Reconciliation

The stuck-task problem

If a worker crashes mid-task, the engine may emit task_started but never task_success or task_failure. Without reconciliation, the dashboard shows “running” forever.

The reconciliation worker

Runs in z4j every Z4J_RECONCILIATION_SWEEP_SECONDS (default 5 minutes). For each agent:

Find all tasks in state started older than Z4J_RECONCILIATION_STALE_THRESHOLD_SECONDS (default 15 minutes).
Ask the agent via a command: query_state frame: “is task X still running?”
Agent asks its engine: Celery AsyncResult.status, RQ job.get_status(), etc.
If the engine says “unknown / not found” → mark task reconciled_as=lost. Emit an audit log entry.
If the engine says “still running” → extend the threshold, check again next pass.
If the engine says “succeeded / failed” → record the outcome and emit the missing event.

Why not rely on the engine alone

Each engine reports differently:

Celery - AsyncResult is Redis-TTL-bound; after expiry it returns PENDING regardless.
RQ - cleanly reports lost, but requires periodic cleanup for stale jobs.
arq - no introspection API for historical jobs; relies on application-level result store.

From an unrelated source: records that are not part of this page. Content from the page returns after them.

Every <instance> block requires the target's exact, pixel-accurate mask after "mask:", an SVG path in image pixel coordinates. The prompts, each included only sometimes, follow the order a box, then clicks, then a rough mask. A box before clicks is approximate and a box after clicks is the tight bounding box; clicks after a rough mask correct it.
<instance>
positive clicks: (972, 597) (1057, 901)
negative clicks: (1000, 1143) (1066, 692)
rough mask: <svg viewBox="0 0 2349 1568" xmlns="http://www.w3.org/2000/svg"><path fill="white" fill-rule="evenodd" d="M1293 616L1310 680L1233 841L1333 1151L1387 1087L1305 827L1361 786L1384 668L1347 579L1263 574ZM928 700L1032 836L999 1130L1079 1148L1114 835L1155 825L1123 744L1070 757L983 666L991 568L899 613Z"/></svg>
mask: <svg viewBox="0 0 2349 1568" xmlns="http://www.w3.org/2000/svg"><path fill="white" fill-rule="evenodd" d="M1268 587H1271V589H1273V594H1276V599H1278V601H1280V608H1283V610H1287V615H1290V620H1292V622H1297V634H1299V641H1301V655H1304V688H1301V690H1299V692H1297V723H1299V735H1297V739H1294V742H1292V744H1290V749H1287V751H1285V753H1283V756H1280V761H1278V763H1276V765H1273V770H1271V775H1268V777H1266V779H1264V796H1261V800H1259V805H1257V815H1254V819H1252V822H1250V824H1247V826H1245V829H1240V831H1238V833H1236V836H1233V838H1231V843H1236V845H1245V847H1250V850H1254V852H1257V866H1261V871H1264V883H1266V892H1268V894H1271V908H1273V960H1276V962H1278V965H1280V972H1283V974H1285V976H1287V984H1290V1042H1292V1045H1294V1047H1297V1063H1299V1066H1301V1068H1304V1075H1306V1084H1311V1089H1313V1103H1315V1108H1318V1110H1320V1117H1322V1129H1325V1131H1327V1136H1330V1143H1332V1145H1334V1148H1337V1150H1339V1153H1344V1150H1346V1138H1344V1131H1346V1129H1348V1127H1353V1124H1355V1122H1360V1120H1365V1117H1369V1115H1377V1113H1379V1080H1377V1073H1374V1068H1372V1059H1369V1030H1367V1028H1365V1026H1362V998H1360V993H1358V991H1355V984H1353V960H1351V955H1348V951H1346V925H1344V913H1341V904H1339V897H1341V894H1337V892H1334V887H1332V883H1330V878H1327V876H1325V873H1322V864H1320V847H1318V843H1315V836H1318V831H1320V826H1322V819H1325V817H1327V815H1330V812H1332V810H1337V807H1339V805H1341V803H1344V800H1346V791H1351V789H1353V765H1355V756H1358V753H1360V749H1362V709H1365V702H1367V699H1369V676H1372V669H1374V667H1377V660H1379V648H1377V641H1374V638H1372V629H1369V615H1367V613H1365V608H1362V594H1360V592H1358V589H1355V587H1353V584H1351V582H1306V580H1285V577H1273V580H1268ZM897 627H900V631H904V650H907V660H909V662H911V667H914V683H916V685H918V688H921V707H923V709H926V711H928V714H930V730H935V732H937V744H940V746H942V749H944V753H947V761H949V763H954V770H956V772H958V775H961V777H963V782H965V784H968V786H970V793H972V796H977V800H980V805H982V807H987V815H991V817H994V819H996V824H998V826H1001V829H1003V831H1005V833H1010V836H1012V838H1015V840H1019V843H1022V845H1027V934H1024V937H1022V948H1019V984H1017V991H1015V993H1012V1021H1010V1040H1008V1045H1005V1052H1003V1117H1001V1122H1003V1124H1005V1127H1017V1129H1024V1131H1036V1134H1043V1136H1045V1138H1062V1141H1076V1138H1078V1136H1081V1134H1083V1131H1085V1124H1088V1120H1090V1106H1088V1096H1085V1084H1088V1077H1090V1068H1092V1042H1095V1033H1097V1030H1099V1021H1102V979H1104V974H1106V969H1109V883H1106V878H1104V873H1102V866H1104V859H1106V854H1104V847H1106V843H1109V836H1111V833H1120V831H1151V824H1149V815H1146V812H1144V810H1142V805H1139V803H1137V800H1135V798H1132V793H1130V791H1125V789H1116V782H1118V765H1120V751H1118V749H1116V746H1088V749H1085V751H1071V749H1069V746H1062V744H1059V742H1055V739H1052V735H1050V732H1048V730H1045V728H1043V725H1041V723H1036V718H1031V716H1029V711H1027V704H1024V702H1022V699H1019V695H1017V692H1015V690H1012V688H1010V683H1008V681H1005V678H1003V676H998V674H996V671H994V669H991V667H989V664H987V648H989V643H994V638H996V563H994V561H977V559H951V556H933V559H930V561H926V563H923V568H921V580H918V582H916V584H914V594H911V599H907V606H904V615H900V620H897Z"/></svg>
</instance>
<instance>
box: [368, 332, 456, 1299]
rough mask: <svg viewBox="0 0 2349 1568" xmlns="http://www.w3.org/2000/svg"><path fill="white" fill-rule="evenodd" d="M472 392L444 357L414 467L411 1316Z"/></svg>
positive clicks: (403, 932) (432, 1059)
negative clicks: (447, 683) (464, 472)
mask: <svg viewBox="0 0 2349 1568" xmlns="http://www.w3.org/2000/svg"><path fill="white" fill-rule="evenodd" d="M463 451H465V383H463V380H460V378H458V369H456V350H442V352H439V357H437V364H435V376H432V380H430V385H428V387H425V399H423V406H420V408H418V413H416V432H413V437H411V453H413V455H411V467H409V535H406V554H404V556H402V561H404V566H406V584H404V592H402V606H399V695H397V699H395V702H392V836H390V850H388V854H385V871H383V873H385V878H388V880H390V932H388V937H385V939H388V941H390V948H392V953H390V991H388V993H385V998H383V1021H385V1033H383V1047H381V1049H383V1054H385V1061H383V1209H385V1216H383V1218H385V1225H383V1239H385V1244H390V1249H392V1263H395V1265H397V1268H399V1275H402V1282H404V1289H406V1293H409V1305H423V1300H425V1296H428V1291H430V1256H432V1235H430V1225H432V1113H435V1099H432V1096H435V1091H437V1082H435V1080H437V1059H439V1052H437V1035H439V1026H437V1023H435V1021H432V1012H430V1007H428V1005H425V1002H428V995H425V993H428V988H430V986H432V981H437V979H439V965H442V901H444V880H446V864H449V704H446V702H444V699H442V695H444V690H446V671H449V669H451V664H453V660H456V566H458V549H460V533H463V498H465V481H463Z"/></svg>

The reconciliation worker owns the “was it really lost?” question so no adapter has to.

Tunables

Setting	Default	Meaning
`Z4J_RECONCILIATION_SWEEP_SECONDS`	`300`	Seconds between reconciliation passes
`Z4J_RECONCILIATION_STALE_THRESHOLD_SECONDS`	`900`	How old a “started” task must be before the worker queries the agent

Audit impact

Every reconciliation that flips a task to lost writes an audit log entry with action=task.reconciled_lost and the reasoning (engine response). Auditable and explainable.

Limits

Reconciliation does not retry lost tasks. That’s a user decision - surfaced in the UI as “you have 14 lost tasks” with a bulk-retry button.
If the agent is offline, reconciliation skips that agent and retries next pass.
No retroactive reconciliation across deploys - only tasks still present in tasks + events are examined.